Time is fleeting but I know we will be together again one day my boy, my son. I will miss you until I am an old lady, I don't think I'll ever really get over losing you and I will love you for all time. I know you love me just as much. I am now facing my 3rd year without you and I do so with the knowledge that you are right by my side, looking after me like you did in life, every step of the way.
Love you so much, missing you like crazy. Your devoted 'Mum' Coral.
Message by: Vicky
Hi Coral you sent me a message about Scooby some time ago. Now I'm feeling a little stronger I'm able to read other peoples stories more. Your story about Ralph is beautiful. Of course it's made me cry but in a good way because I can feel the love you had for your beautiful boy coming through in your words. Kind regards to you ....
Ralph by: Anonymous
You are a very brave and loving dog owner. He surely appreciated that you stayed with him till the very end. I know some who turned their backs on their dying pets. Just like humans, some animals would not like to die alone. Being with him till his last breath assured him that you love him. He's an angel in heaven now. :)
Thank you by: Coral
Thank you everyone for your kind words and for taking the time to read Ralph's story. It gives me comfort knowing that there are people out there who understand my loss and have loved an animal as much as I have. I know the pain of my loss will ease with time. Bridget I read your story, wow it is amazing, that brought a smile to my face and tears to my eyes knowing our babies do stay around us and come back to visit us. It gives me peace knowing I will be with him again one day. Happy New Year 2013 to all you wonderful people on this site and to all the animal lovers out there.
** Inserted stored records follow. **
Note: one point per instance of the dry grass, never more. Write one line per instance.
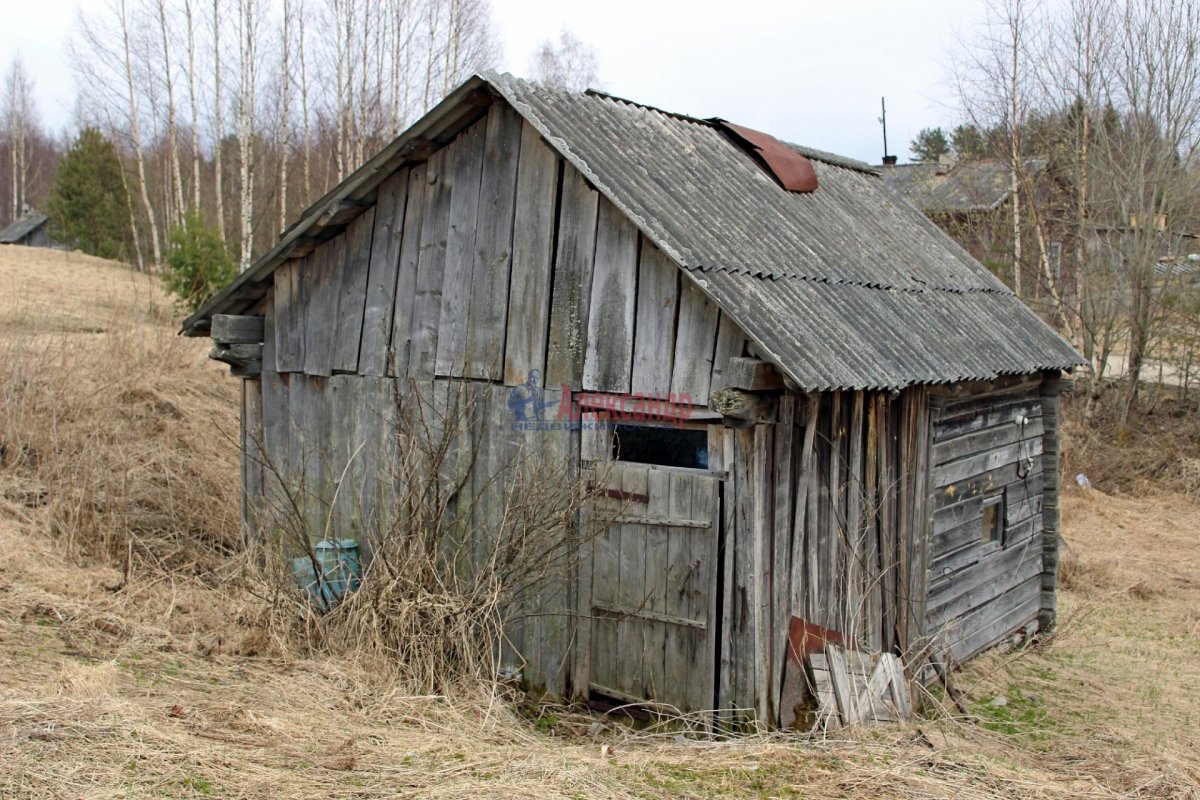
(161, 681)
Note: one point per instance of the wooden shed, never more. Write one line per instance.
(30, 229)
(864, 419)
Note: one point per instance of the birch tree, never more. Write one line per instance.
(18, 122)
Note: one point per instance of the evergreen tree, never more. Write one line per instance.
(929, 145)
(89, 205)
(198, 263)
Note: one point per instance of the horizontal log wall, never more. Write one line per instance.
(981, 591)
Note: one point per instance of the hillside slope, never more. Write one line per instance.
(132, 666)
Coral x x
Pain of separation . by: Rohini Singh
Dear Carol, after reading your story, I became so emotional & cried. I can understand your emotions too because I too have faced the situation twice. Last year on 16th Dec 11 & next on 23rd Jan 12 I lost my both babies( my black male Labra 4yr. & my white sweet baby Luana 4yr.).
I can never forget how we spent our 4 and a half years. I always found my world around them. Now, you can understand how can I felt after them.
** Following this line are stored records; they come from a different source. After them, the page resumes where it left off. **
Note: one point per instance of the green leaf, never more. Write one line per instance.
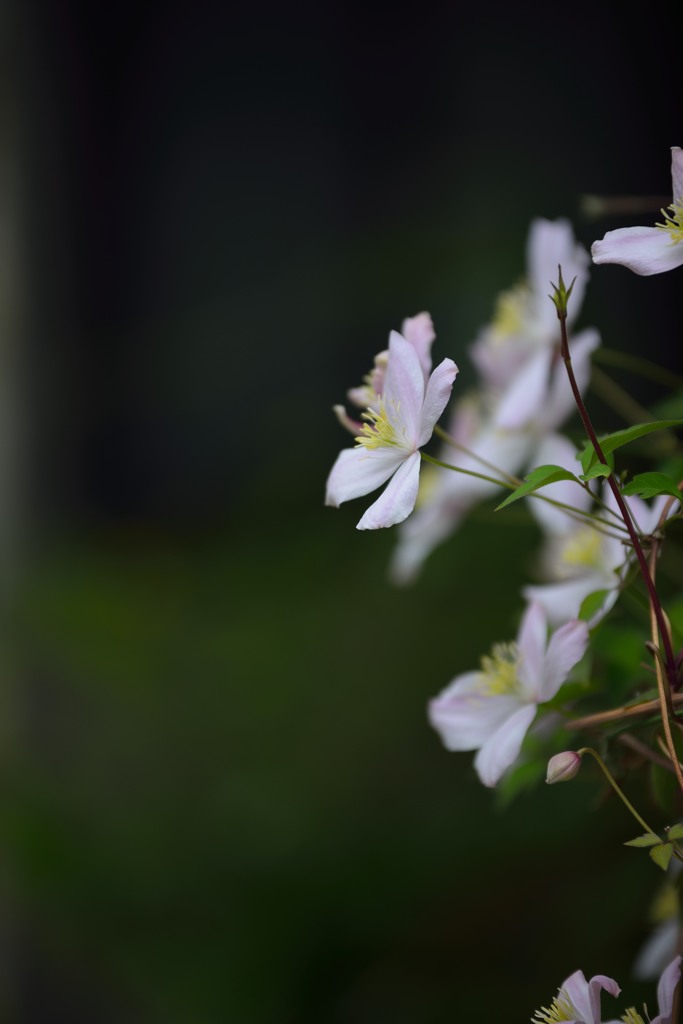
(592, 604)
(539, 477)
(647, 840)
(650, 484)
(598, 469)
(589, 461)
(662, 855)
(621, 437)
My sympathies are with you. May God bless you. Take care of you. May God give you lots of strength.
Thanks. Ms.Rohini Singh. Vrindavan, UP, INDIA. 3rd Jan 13
Happy New Year 2013 by: Mum
Well my friend, happy new year. It's the start of another year without you. You are my best friend and I know I am yours too. I promise you that this year I will try to smile and laugh more when I think of you. I also promise that I will keep up the good work I did in 2012 helping dog shelters and and animal protection organisations. I do it in your honour. Sending you all my love for this year ahead, I know you are watching over me and I hope you are proud of who I am. It's all because of you. I miss you sweetheart, I probably will for the rest of my life. Vince misses you too. I one read that love is not species specific, love is love. How true that is. I still love you with every part of my being, it grows stronger even though you are physically no longer here. Until we meet again, rest well. Love you always. Mum x x
You Blessed Ralph by: Mario
Mum coral,
You saved Ralph from a life of abuse and neglect. He knew what his purpose was here on this earth and that was to love and be loved thanks to you. I've spoken to numerous pet owners and no matter if their pet needed to be put down of old age or other reason, the grief is excruciating. No doubt you and your husband did the right thing. I can empathize and will share only that I was responsible for my Buddy's having to be put down April 2012, much too soon. I found it helpful move forward with my grief and griefshare.org was a big help. There are groups in the UK too! I learned you can't measure someone's grief with another's, whether from a loss of a loved one, a pet, divorce, etc, a loss = grief. How we deal with is most helpful for our well being mentally and physically. May God Bless you and yours Happy New Year to you and yours... Mario (pet lover)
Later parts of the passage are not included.